Enfin, ik ga dus in behandeling en daar wil ik over gaan schrijven. Ik heb daar lang over getwijfeld. Niet omdat ik twijfel aan mijn schrijfkunsten of het openbaar maken van mijn worstelingen (wat ik overigens in beide gevallen wel doe), maar omdat ik om me heen zie dat er nog steeds een stigma rust op psychiatrische problemen. Ik wil er op geen enkele manier aan bijdragen dat dit stigma nog groter wordt. Dit creëert een probleem, aangezien ik merk dat het schrijven over mentale pijn maar al te vaak een stel-je-niet-zo-aan-reactie oproept, zelfs bij mezelf. Ik waak ervoor dergelijke reacties in de hand te werken. Mijn pijn is echt en het is okay dat ik die pijn nu voel. Ik deel dit niet om zielig gevonden te worden, dat doe ik zelf al meer dan genoeg.

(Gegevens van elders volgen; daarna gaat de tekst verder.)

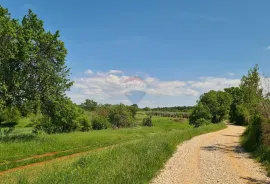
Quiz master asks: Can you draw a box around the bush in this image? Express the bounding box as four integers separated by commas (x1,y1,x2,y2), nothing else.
92,116,110,130
142,116,153,127
34,99,90,134
242,115,264,151
189,103,212,127
234,105,250,125
76,114,92,132
109,104,133,128
0,107,21,123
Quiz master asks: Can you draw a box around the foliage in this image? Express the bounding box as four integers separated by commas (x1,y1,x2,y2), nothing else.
142,116,153,127
199,90,231,123
0,107,21,123
2,123,225,184
189,103,213,127
81,99,98,111
129,104,139,118
35,99,90,133
92,116,110,130
0,6,74,131
151,106,193,112
145,111,189,118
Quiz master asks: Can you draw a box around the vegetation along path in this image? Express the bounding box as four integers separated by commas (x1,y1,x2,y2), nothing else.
152,125,270,184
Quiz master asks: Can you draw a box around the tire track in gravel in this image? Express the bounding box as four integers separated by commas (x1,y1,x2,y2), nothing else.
151,125,270,184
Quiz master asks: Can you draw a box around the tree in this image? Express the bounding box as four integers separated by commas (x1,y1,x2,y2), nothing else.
81,99,98,111
0,6,72,113
199,90,231,123
225,87,249,125
239,65,263,116
189,102,213,127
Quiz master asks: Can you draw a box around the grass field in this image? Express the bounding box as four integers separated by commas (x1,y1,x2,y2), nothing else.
0,117,225,184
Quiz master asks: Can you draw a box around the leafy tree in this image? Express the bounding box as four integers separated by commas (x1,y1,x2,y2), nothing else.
240,65,263,115
189,102,213,127
129,104,139,118
0,7,72,114
225,87,249,125
81,99,98,111
200,90,231,123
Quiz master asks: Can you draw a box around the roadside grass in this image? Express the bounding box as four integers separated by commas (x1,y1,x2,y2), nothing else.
0,117,192,171
0,123,226,184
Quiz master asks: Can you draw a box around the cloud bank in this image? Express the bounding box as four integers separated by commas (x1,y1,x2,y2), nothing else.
67,69,240,107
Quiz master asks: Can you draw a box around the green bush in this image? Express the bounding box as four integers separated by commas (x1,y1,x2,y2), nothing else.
0,107,21,123
242,115,263,151
142,117,153,126
234,105,250,125
76,114,92,132
189,103,212,127
34,99,90,133
92,116,110,130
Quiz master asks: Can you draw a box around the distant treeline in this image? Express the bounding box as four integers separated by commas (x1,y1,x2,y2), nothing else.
144,106,194,112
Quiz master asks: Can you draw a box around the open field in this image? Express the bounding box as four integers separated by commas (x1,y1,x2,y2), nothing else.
0,117,225,183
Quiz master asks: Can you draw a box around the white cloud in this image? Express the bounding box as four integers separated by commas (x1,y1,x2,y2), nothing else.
108,70,124,74
84,70,94,75
191,77,240,92
67,70,240,107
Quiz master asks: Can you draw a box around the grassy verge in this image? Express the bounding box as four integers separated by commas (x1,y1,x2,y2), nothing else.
0,121,226,184
0,118,192,171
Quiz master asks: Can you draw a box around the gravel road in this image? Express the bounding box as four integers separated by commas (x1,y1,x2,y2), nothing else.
151,125,270,184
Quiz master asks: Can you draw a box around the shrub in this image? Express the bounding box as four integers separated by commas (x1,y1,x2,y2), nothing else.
189,103,212,127
34,99,90,133
142,116,153,126
234,105,250,125
92,116,110,130
0,107,21,123
76,114,92,132
242,115,263,151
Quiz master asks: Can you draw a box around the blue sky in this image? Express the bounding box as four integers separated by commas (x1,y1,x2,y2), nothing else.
1,0,270,107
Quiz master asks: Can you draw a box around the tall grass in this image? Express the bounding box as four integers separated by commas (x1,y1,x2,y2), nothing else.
0,121,226,184
0,118,192,170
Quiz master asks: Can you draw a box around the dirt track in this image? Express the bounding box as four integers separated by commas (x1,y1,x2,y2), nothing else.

Ik wil hiermee overigens niet zeggen dat ik al te nuchtere reacties op mentale worstelingen niet begrijp. Integendeel. Onbekendheid creëert nu eenmaal onbegrip. Ik kan me ook niet voorstellen hoe het voelt om je been te breken. Of hoe het voelt om zwakke longen te hebben. Of hoe het voelt om tegen een kankergezwel in je eigen lichaam te moeten vechten. Of hoe het voelt om gescheiden ouders te hebben. Of hoe het voelt om een vrouw te zijn in een samenleving die nog steeds sluimerend seksisme tolereert. Maar ik geloof dat ik het wel kan proberen. De wereld is zoveel groter dan mijn opvatting erover en mijn beleving ervan. Een poging dichter tot elkaar te komen kan al zoveel verlichting geven, of deze nu slaagt of niet. Laten we wel wezen: in feite klooien we allemaal maar wat aan. Dat is okay, dat is het leven. Maar, als ik voor mezelf spreek, aanklooien doe ik liever niet alleen. Alleen begrijp ik zo weinig, samen begrijp ik veel meer.

Ik ben slecht in finales, ik vind nooit de knaller waar ik mee af wil sluiten. Dan maar geen knaller. Ik ben begonnen, mijn blog is heropend. Mijn naam is Sandro, ik ben depressief en ik lijd aan een obsessieve compulsieve angststoornis. Verder ben ik best leuk en gezellig. Punt.